Logo Questions Linux Laravel Mysql Ubuntu Git Menu
 

What are the locality properties of Haskell?

Modern day CPUs are optimised so that access and modification of the same place in memory (temporal locality), as well as consecutive places in memory (spatial locality) are extremely fast operations.

Now, since Haskell is a purely immutable language, you naturally can't overwrite existing memory blocks, potentially making things like foldl much slower than a for loop with a continuously accessed result variable would be in C.
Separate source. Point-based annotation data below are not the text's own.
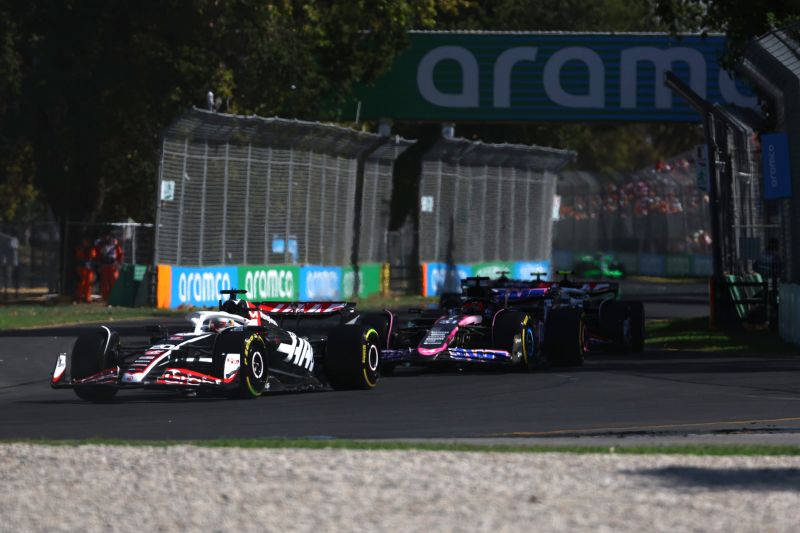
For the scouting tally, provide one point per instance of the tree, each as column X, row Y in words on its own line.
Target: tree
column 97, row 82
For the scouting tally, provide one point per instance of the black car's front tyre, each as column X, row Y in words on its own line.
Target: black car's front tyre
column 253, row 362
column 94, row 352
column 353, row 357
column 514, row 333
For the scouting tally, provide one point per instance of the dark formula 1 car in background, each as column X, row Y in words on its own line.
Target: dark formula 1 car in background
column 599, row 265
column 241, row 350
column 484, row 325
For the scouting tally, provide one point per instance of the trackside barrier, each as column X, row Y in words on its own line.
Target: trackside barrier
column 440, row 277
column 200, row 286
column 789, row 312
column 667, row 265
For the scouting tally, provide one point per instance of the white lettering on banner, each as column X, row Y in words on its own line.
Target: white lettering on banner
column 202, row 287
column 299, row 352
column 662, row 61
column 265, row 284
column 322, row 284
column 597, row 76
column 468, row 97
column 502, row 76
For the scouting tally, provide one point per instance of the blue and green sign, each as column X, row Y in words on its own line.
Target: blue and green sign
column 537, row 76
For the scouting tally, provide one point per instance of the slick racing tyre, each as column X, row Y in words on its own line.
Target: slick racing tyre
column 565, row 337
column 513, row 332
column 94, row 351
column 253, row 362
column 637, row 326
column 353, row 357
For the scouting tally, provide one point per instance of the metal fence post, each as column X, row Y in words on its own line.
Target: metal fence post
column 266, row 202
column 288, row 207
column 178, row 258
column 203, row 207
column 438, row 204
column 225, row 204
column 308, row 208
column 247, row 204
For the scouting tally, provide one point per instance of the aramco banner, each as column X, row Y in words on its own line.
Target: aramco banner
column 451, row 76
column 200, row 286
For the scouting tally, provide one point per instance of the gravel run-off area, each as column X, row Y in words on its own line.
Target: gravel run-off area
column 187, row 488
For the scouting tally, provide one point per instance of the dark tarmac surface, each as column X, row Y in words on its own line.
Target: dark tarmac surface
column 657, row 396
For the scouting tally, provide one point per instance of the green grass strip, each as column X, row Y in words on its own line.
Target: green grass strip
column 31, row 316
column 694, row 334
column 341, row 444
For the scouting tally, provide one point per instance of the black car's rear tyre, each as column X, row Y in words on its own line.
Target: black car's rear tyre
column 353, row 357
column 565, row 337
column 93, row 352
column 637, row 326
column 513, row 332
column 253, row 362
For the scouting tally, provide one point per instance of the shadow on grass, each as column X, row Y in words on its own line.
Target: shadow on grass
column 755, row 479
column 695, row 334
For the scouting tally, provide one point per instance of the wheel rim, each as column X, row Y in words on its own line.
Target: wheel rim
column 373, row 357
column 257, row 364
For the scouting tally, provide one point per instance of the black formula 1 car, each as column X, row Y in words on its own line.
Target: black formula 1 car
column 241, row 350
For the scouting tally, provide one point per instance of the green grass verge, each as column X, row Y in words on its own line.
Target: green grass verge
column 694, row 334
column 323, row 444
column 32, row 316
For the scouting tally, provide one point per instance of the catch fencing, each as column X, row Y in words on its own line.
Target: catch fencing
column 487, row 202
column 239, row 190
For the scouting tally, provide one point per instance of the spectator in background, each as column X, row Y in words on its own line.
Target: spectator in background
column 84, row 263
column 109, row 258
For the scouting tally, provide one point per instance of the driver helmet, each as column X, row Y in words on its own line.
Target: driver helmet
column 216, row 323
column 475, row 307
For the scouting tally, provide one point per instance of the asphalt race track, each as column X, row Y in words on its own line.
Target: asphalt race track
column 653, row 393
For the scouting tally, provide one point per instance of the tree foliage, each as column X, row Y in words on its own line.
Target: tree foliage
column 91, row 84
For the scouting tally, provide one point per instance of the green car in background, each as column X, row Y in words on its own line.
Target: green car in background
column 598, row 265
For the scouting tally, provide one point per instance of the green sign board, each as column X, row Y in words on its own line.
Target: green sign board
column 370, row 280
column 276, row 283
column 451, row 76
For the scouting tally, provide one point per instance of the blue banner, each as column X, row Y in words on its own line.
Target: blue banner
column 775, row 156
column 320, row 283
column 440, row 277
column 199, row 287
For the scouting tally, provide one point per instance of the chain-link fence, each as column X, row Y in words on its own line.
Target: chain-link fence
column 658, row 210
column 487, row 202
column 376, row 200
column 249, row 190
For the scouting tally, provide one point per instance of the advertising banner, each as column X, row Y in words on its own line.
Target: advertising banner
column 525, row 271
column 369, row 279
column 270, row 282
column 320, row 283
column 439, row 277
column 524, row 76
column 775, row 157
column 199, row 287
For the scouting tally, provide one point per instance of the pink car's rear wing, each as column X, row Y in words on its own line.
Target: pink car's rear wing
column 303, row 308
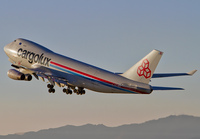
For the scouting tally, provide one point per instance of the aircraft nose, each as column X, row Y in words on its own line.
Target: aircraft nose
column 6, row 49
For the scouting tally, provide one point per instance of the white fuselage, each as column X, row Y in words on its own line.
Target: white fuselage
column 30, row 55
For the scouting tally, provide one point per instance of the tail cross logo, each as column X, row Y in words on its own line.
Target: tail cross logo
column 143, row 69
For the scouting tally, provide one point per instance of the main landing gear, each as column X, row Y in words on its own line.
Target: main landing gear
column 51, row 89
column 68, row 91
column 79, row 91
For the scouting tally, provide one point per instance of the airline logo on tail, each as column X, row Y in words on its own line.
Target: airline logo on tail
column 144, row 70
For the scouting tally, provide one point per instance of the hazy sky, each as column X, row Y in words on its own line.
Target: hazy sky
column 111, row 34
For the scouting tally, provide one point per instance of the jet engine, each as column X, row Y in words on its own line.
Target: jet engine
column 28, row 77
column 16, row 75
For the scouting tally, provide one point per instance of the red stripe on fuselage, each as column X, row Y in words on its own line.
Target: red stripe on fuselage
column 96, row 78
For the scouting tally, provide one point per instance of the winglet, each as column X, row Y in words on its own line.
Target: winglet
column 191, row 72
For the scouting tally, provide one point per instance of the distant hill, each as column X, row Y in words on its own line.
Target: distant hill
column 172, row 127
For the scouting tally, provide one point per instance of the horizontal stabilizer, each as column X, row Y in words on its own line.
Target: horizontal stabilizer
column 161, row 75
column 166, row 88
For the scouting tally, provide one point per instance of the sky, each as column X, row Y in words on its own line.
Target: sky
column 113, row 35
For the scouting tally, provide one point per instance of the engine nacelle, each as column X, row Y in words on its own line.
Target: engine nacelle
column 15, row 75
column 28, row 77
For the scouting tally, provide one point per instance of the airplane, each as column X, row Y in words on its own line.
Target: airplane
column 32, row 59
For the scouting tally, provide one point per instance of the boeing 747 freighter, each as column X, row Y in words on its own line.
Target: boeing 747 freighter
column 31, row 59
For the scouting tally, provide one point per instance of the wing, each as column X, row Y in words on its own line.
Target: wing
column 161, row 75
column 166, row 88
column 53, row 76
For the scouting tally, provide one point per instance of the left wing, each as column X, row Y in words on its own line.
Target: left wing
column 161, row 75
column 166, row 88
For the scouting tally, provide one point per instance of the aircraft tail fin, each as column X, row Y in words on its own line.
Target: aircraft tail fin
column 144, row 69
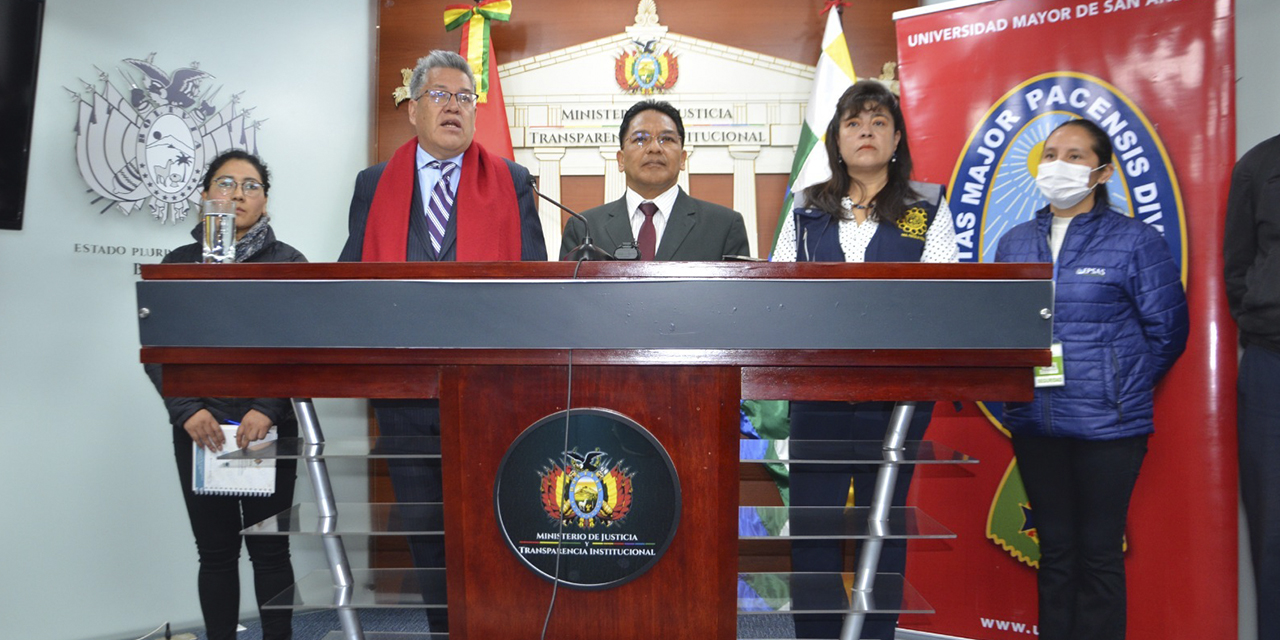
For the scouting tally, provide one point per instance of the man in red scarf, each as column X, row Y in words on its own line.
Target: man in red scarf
column 439, row 197
column 484, row 210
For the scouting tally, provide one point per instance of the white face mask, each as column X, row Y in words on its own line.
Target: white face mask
column 1064, row 183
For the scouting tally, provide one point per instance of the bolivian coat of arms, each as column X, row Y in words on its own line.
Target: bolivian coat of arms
column 644, row 71
column 586, row 490
column 150, row 145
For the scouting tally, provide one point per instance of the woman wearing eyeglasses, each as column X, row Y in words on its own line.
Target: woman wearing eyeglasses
column 868, row 211
column 1120, row 320
column 218, row 520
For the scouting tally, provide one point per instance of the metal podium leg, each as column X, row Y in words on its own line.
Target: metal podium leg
column 333, row 548
column 877, row 524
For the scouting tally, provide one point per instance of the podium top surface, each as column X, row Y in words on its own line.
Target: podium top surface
column 609, row 306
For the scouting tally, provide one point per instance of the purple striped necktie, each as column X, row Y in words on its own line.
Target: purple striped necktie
column 440, row 202
column 648, row 240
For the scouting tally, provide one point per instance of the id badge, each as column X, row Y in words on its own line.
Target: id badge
column 1051, row 375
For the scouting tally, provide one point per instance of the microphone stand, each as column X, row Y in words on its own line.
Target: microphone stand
column 584, row 251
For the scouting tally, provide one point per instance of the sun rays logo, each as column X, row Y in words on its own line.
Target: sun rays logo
column 150, row 146
column 641, row 71
column 993, row 186
column 586, row 490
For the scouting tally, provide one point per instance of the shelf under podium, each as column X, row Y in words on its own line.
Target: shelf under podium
column 850, row 452
column 757, row 593
column 817, row 452
column 388, row 635
column 754, row 522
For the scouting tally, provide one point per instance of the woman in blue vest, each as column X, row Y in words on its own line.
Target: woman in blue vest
column 1120, row 316
column 868, row 211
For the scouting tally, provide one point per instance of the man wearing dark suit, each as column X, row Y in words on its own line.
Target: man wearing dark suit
column 440, row 197
column 656, row 215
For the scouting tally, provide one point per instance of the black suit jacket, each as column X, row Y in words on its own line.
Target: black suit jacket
column 533, row 246
column 696, row 231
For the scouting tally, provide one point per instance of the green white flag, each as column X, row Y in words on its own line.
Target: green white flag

Does Haskell do anything internally to mitigate this performance loss? And in general, what are its properties regarding locality?

like image 869
Electric Coffee Avatar asked Apr 24 '15 09:04

Electric Coffee


2 Answers

The general rule is that for "vanilla" Haskell programming you get very little (if any) control over memory layout and memory locality.

However, there do exist a number of more advanced features that allow such control, and libraries that expose friendly abstractions on top of these. The vector library is probably the most popular of the latter. This library provides several fixed-size array types, two of which (Data.Vector.Unboxed and Data.Vector.Storable) give you data locality by representing vectors and their contents as contiguous memory arrays. Data.Vector.Unboxed even contains a simple automatic "structure of arrays" transformation—an unboxed vector of pairs will be represented as a pair of unboxed vectors, one for each of the pairs' components.

Another example is the JuicyPixels library for image processing, which represents images in memory as contiguous bitmaps. This actually bottoms out to Data.Vector.Storable, which exploits a standard facility (Foreign.Storable) for translating user-defined Haskell data types to and from raw bytes.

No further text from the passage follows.